ÉGLISE ST-SÉVERIN

Rue de la Parcheminerie (thirteenth century), in part demolished recently, in its early days Rue des Escrivains, was for long the exclusive habitation of whoever had to do with the making and selling of books. The “hôtel des Pères Tranquilles” once there has gone. Two old houses, Nos. 6 and 7, were in the thirteenth-century dependencies of Norwich Cathedral for English student-monks. In Rue Boutebrie, one side entirely rebuilt of late, dwelt the illuminators of sixteenth-century scrolls and books. We see a characteristic ancient gable at No. 6. This house and No. 8 have ancient staircases. Crossing Rue St-Jacques we turn into Rue St-Julien-le-Pauvre, “le Vieux Chemin” of past times. Through the old arched doorway we see there, surmounted by a figure of Justice, was the abode of a notable eighteenth-century Governor of the Petit-Châtelet, whose duty was that of hearing both sides in student quarrels and pronouncing judgment. The church we see was the University church of the twelfth and several succeeding centuries. University meetings were held there and many a town and gown riot, or a merely gown riot, took place within its walls. The slab above the old door tells of its cession to the administrators of the hôtel-Dieu in 1655. Some of its stones date from the ninth or, maybe, from an even earlier century; for the church before us was a rebuilding in the twelfth of one erected in the ninth century to replace the hostel and chapel built there in the sixth century and overthrown by the Normans—the hostel where Gregory of Tours had made a stay. The ancient Gothic portal and two bays falling to decay were lopped off in 1560. The well we see in the courtyard was once within the church walls. Another well of miracle-working fame, on the north side, had a conduit to the altar. Passing through a door near the vestry we find ourselves on the site of the ancient annexe of the hôtel-Dieu, razed a few years ago, and see on one side the chevet of the church with its quaint belfry and flight of steps on the roof, on the other a high, strong, moss-grown wall said to be a remnant of the boundary wall of Philippe-Auguste. In 1802 the church was given to the Greek Catholics of Paris—Melchites. The iconostase, therefore, very beautiful, is an important feature. We see some very ancient statues, and a more modern one of Montyon, founder of the Virtue-prizes bestowed annually by the Académie Française.

HÔTEL LOUIS XV, RUE DE LA PARCHEMINERIE

In Rue Galande, what remains of it, we see several interesting old houses, and on the door of No. 42 a bas-relief showing St. Julien in a ship.
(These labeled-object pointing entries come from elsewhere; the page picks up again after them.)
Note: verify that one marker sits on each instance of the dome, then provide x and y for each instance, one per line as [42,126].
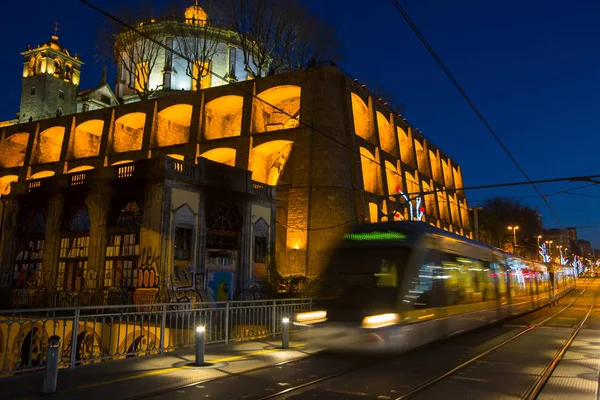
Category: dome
[195,15]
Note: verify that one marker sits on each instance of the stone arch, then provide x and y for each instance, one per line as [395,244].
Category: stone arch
[436,167]
[223,117]
[363,120]
[89,345]
[371,172]
[269,159]
[260,249]
[412,183]
[173,125]
[5,182]
[138,341]
[223,155]
[73,272]
[28,259]
[86,142]
[394,178]
[49,145]
[31,347]
[129,132]
[267,118]
[117,163]
[80,169]
[42,175]
[422,162]
[407,154]
[13,149]
[386,134]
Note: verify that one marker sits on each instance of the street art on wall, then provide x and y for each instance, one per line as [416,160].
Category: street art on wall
[220,285]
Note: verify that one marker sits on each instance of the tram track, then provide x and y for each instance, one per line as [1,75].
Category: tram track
[427,384]
[420,388]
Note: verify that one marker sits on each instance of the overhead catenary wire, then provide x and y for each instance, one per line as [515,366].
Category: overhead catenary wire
[439,61]
[307,125]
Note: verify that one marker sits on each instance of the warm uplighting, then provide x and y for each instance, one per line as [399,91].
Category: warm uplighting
[311,317]
[514,229]
[380,321]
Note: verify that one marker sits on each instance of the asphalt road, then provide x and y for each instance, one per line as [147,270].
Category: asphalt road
[505,373]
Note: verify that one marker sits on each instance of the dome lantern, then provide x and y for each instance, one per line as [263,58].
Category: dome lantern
[195,15]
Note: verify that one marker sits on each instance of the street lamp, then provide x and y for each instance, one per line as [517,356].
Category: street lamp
[514,229]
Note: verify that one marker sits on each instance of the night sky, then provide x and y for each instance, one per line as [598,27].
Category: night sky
[531,67]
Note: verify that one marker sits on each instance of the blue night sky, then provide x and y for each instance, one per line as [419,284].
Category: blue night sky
[530,66]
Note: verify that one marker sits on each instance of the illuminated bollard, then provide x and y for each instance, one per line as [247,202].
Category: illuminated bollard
[200,342]
[285,333]
[51,371]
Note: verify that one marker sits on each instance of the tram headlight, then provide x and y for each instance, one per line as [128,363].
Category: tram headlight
[311,317]
[380,321]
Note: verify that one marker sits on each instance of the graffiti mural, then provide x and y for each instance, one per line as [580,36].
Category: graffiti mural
[148,270]
[220,285]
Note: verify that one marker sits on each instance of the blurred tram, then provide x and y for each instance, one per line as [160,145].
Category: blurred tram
[400,285]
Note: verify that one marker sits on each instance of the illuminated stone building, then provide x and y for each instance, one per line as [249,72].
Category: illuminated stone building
[213,56]
[191,192]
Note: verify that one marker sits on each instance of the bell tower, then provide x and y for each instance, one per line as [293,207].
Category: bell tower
[50,81]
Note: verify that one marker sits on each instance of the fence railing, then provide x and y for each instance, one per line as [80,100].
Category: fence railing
[98,334]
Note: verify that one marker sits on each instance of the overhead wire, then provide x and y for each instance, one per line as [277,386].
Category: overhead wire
[237,85]
[240,87]
[439,61]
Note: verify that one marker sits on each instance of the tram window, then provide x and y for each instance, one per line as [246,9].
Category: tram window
[468,281]
[426,289]
[388,274]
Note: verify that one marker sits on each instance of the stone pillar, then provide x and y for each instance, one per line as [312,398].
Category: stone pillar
[98,202]
[155,231]
[56,205]
[9,209]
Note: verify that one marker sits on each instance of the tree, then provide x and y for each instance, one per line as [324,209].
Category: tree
[135,54]
[500,213]
[278,36]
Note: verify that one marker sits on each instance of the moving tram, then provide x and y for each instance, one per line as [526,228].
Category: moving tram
[400,285]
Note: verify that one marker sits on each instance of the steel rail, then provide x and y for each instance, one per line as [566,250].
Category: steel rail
[536,388]
[429,383]
[320,380]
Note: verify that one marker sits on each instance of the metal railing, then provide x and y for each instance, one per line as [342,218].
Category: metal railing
[118,332]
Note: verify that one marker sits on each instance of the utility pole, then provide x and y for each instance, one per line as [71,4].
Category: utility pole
[476,222]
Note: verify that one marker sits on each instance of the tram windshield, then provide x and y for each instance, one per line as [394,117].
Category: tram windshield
[360,275]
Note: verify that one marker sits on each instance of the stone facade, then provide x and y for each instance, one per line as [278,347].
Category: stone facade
[50,81]
[335,154]
[155,229]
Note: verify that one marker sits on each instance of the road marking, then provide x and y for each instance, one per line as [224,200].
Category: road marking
[174,369]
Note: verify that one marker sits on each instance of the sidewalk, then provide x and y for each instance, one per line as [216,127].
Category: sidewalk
[140,376]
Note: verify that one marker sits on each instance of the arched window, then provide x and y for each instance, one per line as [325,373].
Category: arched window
[260,249]
[57,68]
[32,66]
[123,248]
[30,251]
[224,224]
[73,271]
[68,73]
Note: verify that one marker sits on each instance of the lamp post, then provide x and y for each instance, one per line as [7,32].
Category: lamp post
[514,229]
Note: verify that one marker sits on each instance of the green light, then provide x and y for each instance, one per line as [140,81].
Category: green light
[370,236]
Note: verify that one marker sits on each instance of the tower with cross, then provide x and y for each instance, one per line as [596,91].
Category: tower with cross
[50,81]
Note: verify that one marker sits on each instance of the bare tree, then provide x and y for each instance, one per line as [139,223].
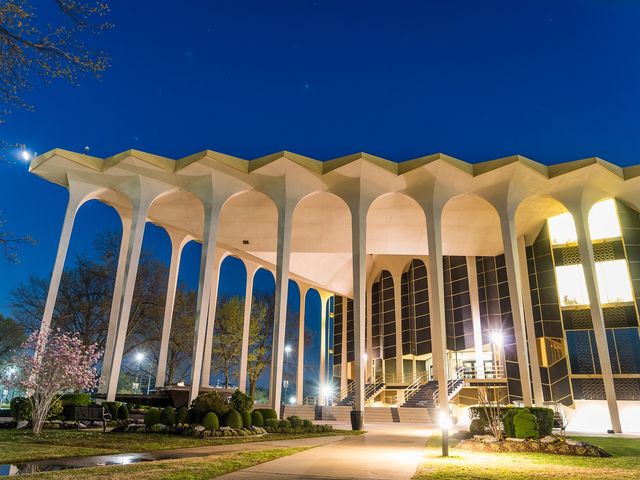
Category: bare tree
[50,49]
[9,242]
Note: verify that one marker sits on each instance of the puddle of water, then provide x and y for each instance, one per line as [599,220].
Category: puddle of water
[69,464]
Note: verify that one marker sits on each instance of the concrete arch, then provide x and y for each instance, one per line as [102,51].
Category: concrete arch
[470,226]
[396,225]
[252,217]
[321,241]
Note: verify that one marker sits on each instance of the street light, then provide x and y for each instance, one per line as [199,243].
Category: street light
[445,426]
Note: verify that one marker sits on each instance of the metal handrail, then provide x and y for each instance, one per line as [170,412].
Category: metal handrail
[459,375]
[414,386]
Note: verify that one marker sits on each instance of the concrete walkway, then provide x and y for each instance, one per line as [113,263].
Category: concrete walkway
[386,451]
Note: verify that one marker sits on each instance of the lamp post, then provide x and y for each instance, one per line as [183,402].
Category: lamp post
[445,426]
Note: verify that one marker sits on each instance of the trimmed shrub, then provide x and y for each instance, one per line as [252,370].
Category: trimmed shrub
[112,408]
[476,427]
[232,419]
[20,408]
[271,424]
[296,422]
[210,421]
[241,401]
[246,419]
[123,413]
[208,402]
[526,424]
[182,415]
[152,417]
[507,422]
[168,416]
[75,399]
[267,413]
[256,419]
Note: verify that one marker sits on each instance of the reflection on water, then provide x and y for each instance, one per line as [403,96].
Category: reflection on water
[51,465]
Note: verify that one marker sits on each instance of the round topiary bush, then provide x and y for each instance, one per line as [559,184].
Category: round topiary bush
[152,417]
[241,401]
[123,413]
[182,415]
[296,422]
[232,419]
[208,402]
[267,413]
[256,419]
[526,424]
[168,416]
[246,418]
[210,421]
[476,427]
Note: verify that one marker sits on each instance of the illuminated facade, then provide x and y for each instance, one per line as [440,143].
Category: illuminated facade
[438,278]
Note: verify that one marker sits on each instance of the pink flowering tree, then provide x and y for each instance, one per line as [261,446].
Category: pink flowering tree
[49,364]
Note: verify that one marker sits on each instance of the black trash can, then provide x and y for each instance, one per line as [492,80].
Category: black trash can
[357,419]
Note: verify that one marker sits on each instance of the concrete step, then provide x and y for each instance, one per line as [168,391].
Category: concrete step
[302,411]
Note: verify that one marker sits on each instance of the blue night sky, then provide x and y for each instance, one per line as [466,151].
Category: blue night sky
[554,81]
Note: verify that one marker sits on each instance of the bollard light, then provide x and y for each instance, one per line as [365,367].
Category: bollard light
[445,426]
Rue du Fouarre, one side gone save for a single house, once Rue des Escholiers, recalls the decree of Pope Urban V that students of the Schools must hear lectures humbly sitting on the ground on bundles of straw which they were bound themselves to provide. Benches were too luxurious for the students of those days. In this street of the “Écoles des Quatre Nations,” France, Normandie, Alsace, Picardie, Dante listened to the instruction of Brunetto Latini. No. 8 with its old door is on the site of the “École de Normandie.” The street close by, named in memory of the great Italian poet, is modern. In Rue Domat stood, till the nineteenth century, the walls of the suppressed convent de Cornouailles founded by a Breton in 1317. Rue des Anglais, the resort of English students from the time of Philippe-Auguste, was famous till recent days for the Cabaret du Père Lunette, about to be razed. The first Père Lunette went about his business wearing enormous spectacles. The second landlord of the inn, gaining possession of its founder’s “specs,” wore them as a badge, slung across his chest. Rue de l’hôtel Colbert has no reference to the statesman. In early times it was Rue des Rats. Rue des Trois-Portes recalls the thirteenth-century days when three houses only formed the street. No. 10, connected with No. 13 Rue de la Bûcherie, the log-selling street, shows us the ancient “Faculté de Médicine,” surrounded in past days by the garden, the first of the kind, where medical men and medical students cultivated the herbs necessary for their physic. The interesting old Gothic structure, more than once threatened with demolition, has been classed as an historical monument, under State care therefore, and reconstructed as the Maison des Étudiants. The students were very keen about the completion of their new house on its time-honoured site, and when the masons in course of reconstruction went on strike, the young men threw aside their books, donned a workman’s jacket, or failing that doffed their coats and rolled up their shirt-sleeves and set to work with all youth’s ardour as bricklayers. Their zeal was greater, however, than their technical knowledge or their physical fitness, and their work left much to be desired, as the French say. Then fortunately the strike ended.